>>>> "David" == David V Corbin
<dvcorbin(a)optonline.net> writes: 
 David> Paul, Thank for your comments.
 David> First you left out my intentional use of the word
 David> "consistantly" when discussing performance. I was not
 David> discussing raw performance. If you ask a given programmer of
 David> any experience level (except novice) to code the EXACT same
 David> algorithm once a week for a year, I strongly doubt that you
 David> will get 52 identical binaries. If nothing else a different
 David> register will be used somewhere, etc.
True, but so what?  If the programmer is adequately competent then all
instances of the solution will meet spec.
 David> When I have been in a marathon coding session [fortunately not
 David> as common, the body will not really take it any more], I am
 David> much more likely to code a register over-write or forget that
 David> a given instruction effects some conditional flag [or code an
 David> unnecessary "update the conditionals" type instruction] than
 David> the compiler is when compiling a piece of
 David> C/C++/C#/VB/Cobol/Fortram code.
That's why startups that believe their engineers should work 7 day
weeks and 60+ hours per week for months on end are disasters waiting
to happen.
 David> Turning the discusion to performance [raw]. On simpler
 David> microprocessors [PIC, 6809, 6502, etc] I will concede that an
 David> excellent assembler level program can beat the compiler in
 David> many cases. From a business standpoint, it may very well not
 David> be worth the additional cost however. On a multi-processor
 David> pentium class machine with L1 and L2 cache, working in a
 David> virtual memory environment, etc, my experience has shown that
 David> most senior programmers with years of experience can not even
 David> come close to matching the compiler!

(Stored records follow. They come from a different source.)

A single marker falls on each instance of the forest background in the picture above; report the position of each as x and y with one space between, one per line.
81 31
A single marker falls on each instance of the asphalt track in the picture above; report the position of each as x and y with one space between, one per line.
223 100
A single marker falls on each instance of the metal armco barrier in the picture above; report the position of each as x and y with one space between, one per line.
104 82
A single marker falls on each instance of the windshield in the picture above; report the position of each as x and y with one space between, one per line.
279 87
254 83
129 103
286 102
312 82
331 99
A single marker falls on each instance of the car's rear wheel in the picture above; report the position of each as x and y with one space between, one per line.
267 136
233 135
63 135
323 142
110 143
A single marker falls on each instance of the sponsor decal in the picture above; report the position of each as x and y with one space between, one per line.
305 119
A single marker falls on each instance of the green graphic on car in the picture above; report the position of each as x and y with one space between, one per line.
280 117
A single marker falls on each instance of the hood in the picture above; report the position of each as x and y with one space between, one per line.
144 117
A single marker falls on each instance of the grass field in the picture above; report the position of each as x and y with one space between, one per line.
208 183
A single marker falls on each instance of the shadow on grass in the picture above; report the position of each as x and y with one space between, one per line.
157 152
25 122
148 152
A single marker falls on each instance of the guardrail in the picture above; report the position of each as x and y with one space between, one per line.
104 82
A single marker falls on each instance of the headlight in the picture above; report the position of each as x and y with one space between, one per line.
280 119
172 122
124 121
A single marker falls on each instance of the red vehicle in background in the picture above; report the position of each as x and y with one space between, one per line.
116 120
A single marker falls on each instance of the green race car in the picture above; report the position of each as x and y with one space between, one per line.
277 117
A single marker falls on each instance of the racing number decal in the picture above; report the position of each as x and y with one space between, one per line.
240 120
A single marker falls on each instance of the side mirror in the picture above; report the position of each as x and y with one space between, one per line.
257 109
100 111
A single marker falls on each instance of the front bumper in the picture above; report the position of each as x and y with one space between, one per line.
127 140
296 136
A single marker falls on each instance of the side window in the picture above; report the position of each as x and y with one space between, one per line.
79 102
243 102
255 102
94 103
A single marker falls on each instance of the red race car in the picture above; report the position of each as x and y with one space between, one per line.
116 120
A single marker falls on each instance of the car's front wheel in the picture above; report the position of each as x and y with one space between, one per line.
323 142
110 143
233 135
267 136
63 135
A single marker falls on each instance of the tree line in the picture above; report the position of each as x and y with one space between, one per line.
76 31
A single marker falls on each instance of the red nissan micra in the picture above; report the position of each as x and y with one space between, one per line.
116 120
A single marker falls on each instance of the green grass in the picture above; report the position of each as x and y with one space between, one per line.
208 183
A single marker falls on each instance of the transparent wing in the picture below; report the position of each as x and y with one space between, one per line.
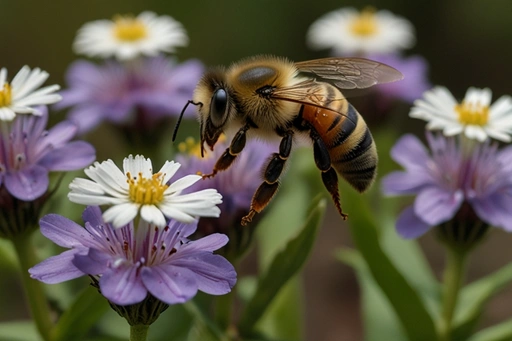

That's directly counter to my experience.  The example I mentioned
(admittedly a rather special case -- a block XOR operation for a RAID
storage system) was implemented on a high end MIPS processor with two
level cache, 4 functional units, etc.
There are plenty of reasons why we beat the compiler by a large
margin.  One reason is that we know constraints that you can't express
in C (alignment, buffer size always a multiple of 512, etc.).  A big
reason is that the humans involved -- especially the apps engineer at
the CPU vendor end -- know a lot more about the machine's pipeline,
the queue depth of its memory interface, etc., than the compiler
does.  That second part is admittedly fixable; the first point is
not.  But even now, several years later, the compiler is still nowhere
close to knowing as much as we did.
To pick another example -- if you want performance, would you code
memcpy() in C?  No way.  You can beat the compiler, and it's worth the
effort to do so.
As for the business issue, indeed it has long been true that assembler
is for special cases.  If a week or two of work can cut 50% out of a
routine that's 30% of the system, you've just improved the system
performance by 15% or more, and that's very definitely worth doing
 from the business point of view. 
       paul